Dávid Dercsényi und András Mizsur von Heti Világgazdaság halten die Momentum-Aktion für unverantwortlich. Sowohl die Regierung als auch ihr nahestehende Pseudo-NGOs und Pressekanäle würden anhand dieser Aktion behaupten, die Opposition respektiere das Rechtsstaatsprinzip nicht und wolle ihre Kritiker mundtot machen. Wenn die Leute tatsächlich an die Macht wollten, müssten sie sich etwas Besseres einfallen lassen, empfehlen Dercsényi und Mizsur.

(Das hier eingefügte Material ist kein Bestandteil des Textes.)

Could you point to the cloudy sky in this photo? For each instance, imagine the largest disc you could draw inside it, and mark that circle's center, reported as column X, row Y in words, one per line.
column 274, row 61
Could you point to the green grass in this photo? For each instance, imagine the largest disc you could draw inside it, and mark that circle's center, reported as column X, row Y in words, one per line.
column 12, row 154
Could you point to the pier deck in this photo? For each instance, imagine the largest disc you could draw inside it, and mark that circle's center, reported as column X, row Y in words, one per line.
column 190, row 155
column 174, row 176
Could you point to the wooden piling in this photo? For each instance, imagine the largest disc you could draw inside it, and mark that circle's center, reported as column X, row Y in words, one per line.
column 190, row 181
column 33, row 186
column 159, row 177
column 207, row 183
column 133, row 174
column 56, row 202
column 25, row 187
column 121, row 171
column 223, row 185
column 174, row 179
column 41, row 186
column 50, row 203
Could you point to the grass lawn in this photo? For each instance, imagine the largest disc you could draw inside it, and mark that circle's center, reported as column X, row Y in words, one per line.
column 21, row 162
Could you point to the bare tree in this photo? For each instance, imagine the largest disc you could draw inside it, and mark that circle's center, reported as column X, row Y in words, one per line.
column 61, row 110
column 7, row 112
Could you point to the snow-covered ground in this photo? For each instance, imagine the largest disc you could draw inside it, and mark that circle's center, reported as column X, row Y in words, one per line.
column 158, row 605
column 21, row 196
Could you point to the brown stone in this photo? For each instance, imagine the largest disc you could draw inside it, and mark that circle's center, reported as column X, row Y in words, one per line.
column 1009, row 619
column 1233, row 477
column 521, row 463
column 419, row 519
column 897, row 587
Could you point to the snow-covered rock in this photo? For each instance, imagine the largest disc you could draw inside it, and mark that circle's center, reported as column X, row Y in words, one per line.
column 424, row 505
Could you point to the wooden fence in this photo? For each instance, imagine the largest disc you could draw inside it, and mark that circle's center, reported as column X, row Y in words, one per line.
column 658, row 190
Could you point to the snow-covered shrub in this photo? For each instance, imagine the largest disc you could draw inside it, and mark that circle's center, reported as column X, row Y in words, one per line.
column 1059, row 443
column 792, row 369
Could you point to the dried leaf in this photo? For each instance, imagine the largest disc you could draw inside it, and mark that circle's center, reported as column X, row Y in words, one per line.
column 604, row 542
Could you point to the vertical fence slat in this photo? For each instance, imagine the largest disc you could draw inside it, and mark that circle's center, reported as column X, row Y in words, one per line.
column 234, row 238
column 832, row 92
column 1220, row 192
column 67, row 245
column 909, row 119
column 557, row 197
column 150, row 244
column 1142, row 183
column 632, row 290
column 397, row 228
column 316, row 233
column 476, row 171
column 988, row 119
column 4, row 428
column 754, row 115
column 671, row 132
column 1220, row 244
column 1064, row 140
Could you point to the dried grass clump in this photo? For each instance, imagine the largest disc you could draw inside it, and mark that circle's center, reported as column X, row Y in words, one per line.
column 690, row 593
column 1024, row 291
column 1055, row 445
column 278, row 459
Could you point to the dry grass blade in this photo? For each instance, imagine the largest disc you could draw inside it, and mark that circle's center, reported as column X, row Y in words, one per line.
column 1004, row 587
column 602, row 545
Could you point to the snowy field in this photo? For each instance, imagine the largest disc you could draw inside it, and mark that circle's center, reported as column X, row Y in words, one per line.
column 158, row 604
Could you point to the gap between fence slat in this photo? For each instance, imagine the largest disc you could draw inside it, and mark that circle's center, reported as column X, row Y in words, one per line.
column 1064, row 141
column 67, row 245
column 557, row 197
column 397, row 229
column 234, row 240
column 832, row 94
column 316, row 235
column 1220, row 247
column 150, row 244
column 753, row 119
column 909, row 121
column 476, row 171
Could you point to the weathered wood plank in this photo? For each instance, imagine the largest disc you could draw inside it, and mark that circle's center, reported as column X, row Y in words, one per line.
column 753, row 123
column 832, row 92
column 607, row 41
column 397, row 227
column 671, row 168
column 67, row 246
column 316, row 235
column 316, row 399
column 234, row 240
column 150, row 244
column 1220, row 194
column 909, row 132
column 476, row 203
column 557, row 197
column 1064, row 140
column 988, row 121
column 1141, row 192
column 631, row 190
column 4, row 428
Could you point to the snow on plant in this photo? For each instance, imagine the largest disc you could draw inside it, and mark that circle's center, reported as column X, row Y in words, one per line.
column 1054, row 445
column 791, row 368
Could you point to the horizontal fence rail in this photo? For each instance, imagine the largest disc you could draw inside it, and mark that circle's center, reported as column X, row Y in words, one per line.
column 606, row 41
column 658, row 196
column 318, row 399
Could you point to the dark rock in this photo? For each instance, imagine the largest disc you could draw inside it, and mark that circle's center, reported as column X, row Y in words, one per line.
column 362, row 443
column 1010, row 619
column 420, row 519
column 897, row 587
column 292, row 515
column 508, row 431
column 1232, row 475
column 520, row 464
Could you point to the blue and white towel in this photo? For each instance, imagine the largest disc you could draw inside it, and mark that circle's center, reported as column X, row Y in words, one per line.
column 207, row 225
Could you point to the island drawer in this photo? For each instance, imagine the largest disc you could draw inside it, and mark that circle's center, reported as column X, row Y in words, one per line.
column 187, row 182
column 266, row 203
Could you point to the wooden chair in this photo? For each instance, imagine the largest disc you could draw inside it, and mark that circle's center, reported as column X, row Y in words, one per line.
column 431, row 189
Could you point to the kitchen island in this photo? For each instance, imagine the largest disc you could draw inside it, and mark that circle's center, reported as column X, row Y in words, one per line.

Der Vorsitzende der MSZP, László Botka, hat ohne Nennung konkreter Namen angekündigt, dass er keine derjenigen sozialistischen Politiker auf die Kandidatenliste seiner Partei für die Parlamentswahlen 2018 setzen werde, die für den erdrutschartigen Fidesz-Sieg 2010 die Verantwortung trügen. In einer getrennten Stellungnahme versprach Botka zugleich, die MSZP würde im Falle ihrer Regierungsübernahme im kommenden Jahr die 13. Monatsrente wieder einführen.
Auf dem liberalen Blog Nyugati Fény („Westlicht“) attackiert der zur politischen Mitte gehörende Publizist Róbert Puzsér MSZP-Chef Botka wegen dessen Aussage zur 13. Monatsrente. Puzsér hält das Versprechen für kaum weniger demagogisch als die von der Regierungspartei gegebenen Zusagen, denn Ungarn könne sich derartige Ausgaben nicht leisten. Entsprechend hält der Autor Botka fürs Regieren ungeeignet.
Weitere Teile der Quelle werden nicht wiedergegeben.